Developing New Technologies
The initial wave of BRAIN-funded research is charting a course for important developments. Carlos Brody and his colleagues at Princeton University focused their research on the neural circuit dynamics that underlie working memory in mice, as it relates to decision-making. As described in their recent paper in Nature, they used optogenetics to show how frontal orienting fields impact decision-making behavior, creating a picture of the brain in action as it makes complex decisions. Their work aligns with the BRAIN goal of understanding patterns of neural activity related to mental experience and behavior.
Bryan Roth and his colleagues at the University of North Carolina developed technology that allows researchers to turn neuronal activity on and off in multiple cell types simultaneously. Building on the Designer Receptors Exclusively Activated by Designer Drugs (DREADD) technology that Roth developed in 2007, this second generation of the tool allowed the team to target neuronal populations with a chemical-genetic remote control for brain circuitry and behavior. Researchers modulated neuronal firing to increase locomotor activity and control feeding behavior in mice. Published in Neuron in May, this research could provide insight into disorders such as schizophrenia and addiction.

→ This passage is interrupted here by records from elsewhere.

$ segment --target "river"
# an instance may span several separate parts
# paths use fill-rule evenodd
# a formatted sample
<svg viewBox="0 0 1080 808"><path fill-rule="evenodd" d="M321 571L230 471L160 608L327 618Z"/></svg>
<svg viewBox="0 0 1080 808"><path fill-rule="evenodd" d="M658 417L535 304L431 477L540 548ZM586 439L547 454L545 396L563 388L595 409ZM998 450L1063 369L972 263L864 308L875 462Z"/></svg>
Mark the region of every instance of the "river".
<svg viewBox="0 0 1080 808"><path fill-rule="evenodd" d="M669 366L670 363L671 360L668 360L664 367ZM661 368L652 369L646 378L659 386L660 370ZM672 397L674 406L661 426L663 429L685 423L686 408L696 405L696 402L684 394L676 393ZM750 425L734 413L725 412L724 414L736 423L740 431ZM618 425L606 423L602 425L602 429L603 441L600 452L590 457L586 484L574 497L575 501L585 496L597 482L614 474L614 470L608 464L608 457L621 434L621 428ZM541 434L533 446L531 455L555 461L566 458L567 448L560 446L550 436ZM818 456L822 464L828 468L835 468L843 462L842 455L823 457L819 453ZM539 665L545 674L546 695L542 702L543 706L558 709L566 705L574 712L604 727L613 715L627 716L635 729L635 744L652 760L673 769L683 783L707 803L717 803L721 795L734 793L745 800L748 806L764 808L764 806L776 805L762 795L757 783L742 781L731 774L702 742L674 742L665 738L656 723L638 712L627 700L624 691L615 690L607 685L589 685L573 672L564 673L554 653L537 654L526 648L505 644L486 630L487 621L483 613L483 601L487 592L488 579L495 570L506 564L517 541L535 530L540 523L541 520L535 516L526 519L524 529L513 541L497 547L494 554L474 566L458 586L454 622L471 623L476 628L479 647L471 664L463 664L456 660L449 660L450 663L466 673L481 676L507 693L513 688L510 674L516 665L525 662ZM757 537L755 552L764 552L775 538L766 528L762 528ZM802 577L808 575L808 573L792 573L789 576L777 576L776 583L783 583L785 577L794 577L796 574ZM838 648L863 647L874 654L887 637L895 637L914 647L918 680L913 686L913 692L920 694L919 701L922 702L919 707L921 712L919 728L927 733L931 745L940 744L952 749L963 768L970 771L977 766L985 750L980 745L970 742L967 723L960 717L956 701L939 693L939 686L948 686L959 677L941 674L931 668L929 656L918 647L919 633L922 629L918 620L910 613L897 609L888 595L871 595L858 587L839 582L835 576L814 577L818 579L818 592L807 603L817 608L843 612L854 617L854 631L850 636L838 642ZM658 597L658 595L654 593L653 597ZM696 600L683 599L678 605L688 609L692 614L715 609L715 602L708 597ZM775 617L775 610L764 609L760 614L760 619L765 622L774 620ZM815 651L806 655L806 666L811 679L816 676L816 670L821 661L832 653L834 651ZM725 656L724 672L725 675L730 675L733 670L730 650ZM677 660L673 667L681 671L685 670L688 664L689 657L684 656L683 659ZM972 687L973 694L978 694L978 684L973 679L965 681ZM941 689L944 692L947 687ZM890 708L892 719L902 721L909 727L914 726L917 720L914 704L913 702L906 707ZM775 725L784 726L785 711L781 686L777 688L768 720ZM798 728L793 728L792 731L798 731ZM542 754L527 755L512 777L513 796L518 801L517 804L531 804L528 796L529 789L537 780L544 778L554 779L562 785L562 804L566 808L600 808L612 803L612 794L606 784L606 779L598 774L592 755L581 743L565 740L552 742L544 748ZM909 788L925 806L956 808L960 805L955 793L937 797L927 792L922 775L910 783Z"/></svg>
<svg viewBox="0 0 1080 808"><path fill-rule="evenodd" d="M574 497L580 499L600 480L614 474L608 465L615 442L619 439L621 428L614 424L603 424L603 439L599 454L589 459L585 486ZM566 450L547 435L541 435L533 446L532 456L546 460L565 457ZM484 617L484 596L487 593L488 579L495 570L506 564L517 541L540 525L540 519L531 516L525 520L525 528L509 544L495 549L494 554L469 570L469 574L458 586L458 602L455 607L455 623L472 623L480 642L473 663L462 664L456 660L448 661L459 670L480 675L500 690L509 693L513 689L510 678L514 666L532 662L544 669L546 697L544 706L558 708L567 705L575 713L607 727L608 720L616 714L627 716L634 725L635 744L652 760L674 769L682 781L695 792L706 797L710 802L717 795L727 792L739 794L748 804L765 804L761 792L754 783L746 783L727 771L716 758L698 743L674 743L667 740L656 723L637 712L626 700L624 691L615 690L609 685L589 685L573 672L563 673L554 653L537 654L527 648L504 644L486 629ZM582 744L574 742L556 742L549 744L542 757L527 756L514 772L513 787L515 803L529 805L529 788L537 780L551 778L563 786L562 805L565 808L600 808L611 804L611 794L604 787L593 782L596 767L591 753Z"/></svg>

Other technologies funded through BRAIN have made an impact over the past year. Two-photon microscopy of the mouse brain has generated images of activity in nerve cells, dendrites, and synapses, allowing scientists to more precisely examine single neurons and signaling in the brain. Photoacoustic microscopy has provided three-dimensional high-resolution, high-speed imaging of a mouse brain.
These technological developments share a common theme, and one that is central to BRAIN: All have involved interdisciplinary collaborations across scientific fields. Engineers, biologists, chemists, physicists, and others have worked together to build new systems and processes to advance our understanding of the brain. These have been bottom-up enterprises that bring together the best and brightest minds in science and allow them to develop and share tools. BRAIN has provided an unprecedented opportunity for the field to work collaboratively across disciplines to move science forward.
BRAIN Next Steps
The tools developed in this first phase of the initiative are meant to serve as a first step. As they are made widely available, they will provide a foundation not only for basic science but also for investigations that may ultimately identify new therapies for neurological and psychiatric disorders.
A major concern is no longer whether BRAIN will be important for the field — it is already proving to be so — but whether the funding provided by Congress will match the need projected by the working group. Funding is already falling behind need, even though BRAIN is a very small portion of the NIH budget.
It is up to us, as scientists, to actively ensure BRAIN’s success by embracing the mission, communicating support when we speak with public audiences around the country, and advocating for continued funding. These efforts are crucial to ensuring continued support not only for investment in the future of BRAIN, but for neuroscience research funding writ large. We can appreciate that the early discovery phase of BRAIN will allow the second phase to leverage economies of scale to produce better, cheaper, and more widely accessible tools.
Funding will not come easy, particularly given the current environment in Congress. But we should all know that an investment in BRAIN can catalyze a new era of scientific research with the potential to move the field forward by leaps and bounds. It could also build a foundation for continued federal investment in basic research. Join me in working to ensure the success of this initiative and the promise of discovery it brings.